Yep, it's a 53 and you need to take a number. There are several people ahead of you in line.


----------



## barry1021

steelblue said:


> Yep, it's a 53 and you need to take a number. There are several people ahead of you in line.


Even the helmet matches perfectly...sweet rig.

b21


----------



## steelblue

barry1021 said:


> Even the helmet matches perfectly...sweet rig.
> 
> b21


Thanks. Notice the blue tires and pedals too..:lol: Recently, I put the original C-Record crank back on.


----------



## ksanbon

steelblue said:


> Thanks. Notice the blue tires and pedals too..:lol: Recently, I put the original C-Record crank back on.


Nice! Now all you need is matching blue _____ade to fill your bottle.


----------



## slotnick

Hey Jan and Steelblue,

I have the same too. I have checked with the Merckx factory (easy for me since I'm Belgian and live close) and I can confirm that this is a '86 color scheme. Check the attached pics of Erik Breukink in '86. It was also on this type of bike that Erik Vanderaerden won Paris-Roubaix in '87 :thumbsup: 

In '85 Team Panasonic was sponsored by Raleigh bikes. '86 and '87 is was Merckx ... and in '88 they changed to Colnago.

I absolutel love my Panasonic Merckx! I took it on the Koppenberg and Patersberg (both 20% steep cobstone climbs) this weekend and it worked amazingly 

I have a question though: how did you guys mount the 2nd canholder on the seat-tube? On my frame the holes have no screwthread, and the canholder keeps comming loose from vibrations....
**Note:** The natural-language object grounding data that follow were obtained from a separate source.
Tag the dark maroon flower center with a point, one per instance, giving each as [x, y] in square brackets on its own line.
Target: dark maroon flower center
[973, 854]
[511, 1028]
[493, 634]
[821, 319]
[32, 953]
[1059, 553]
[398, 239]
@Jan: I can highly recommend a white San Marco Rolls if you're after a white saddle to match this bike

Glad to see fellow team Panasonic riders 

cheers,


----------



## HigherGround

Wow - Breukink looks so much different from the later years with ONCE.


----------



## Kenacycle

Looks like Breukink was having a cold LOL


----------



## jan_nikolajsen

new pic:


----------



## slotnick

Great bike Jan!

I have a similar frame in '56. A small question: I need to replace my rear campy 7speed hub (Athena). Is it true that these came in different axle lenghts? Do you happen to know more about the specs for the rear hub?

Merckx sponsored the Panasonic team from 86. It was with this type of bile that Vanderaerden won Paris Roubaix in 87


----------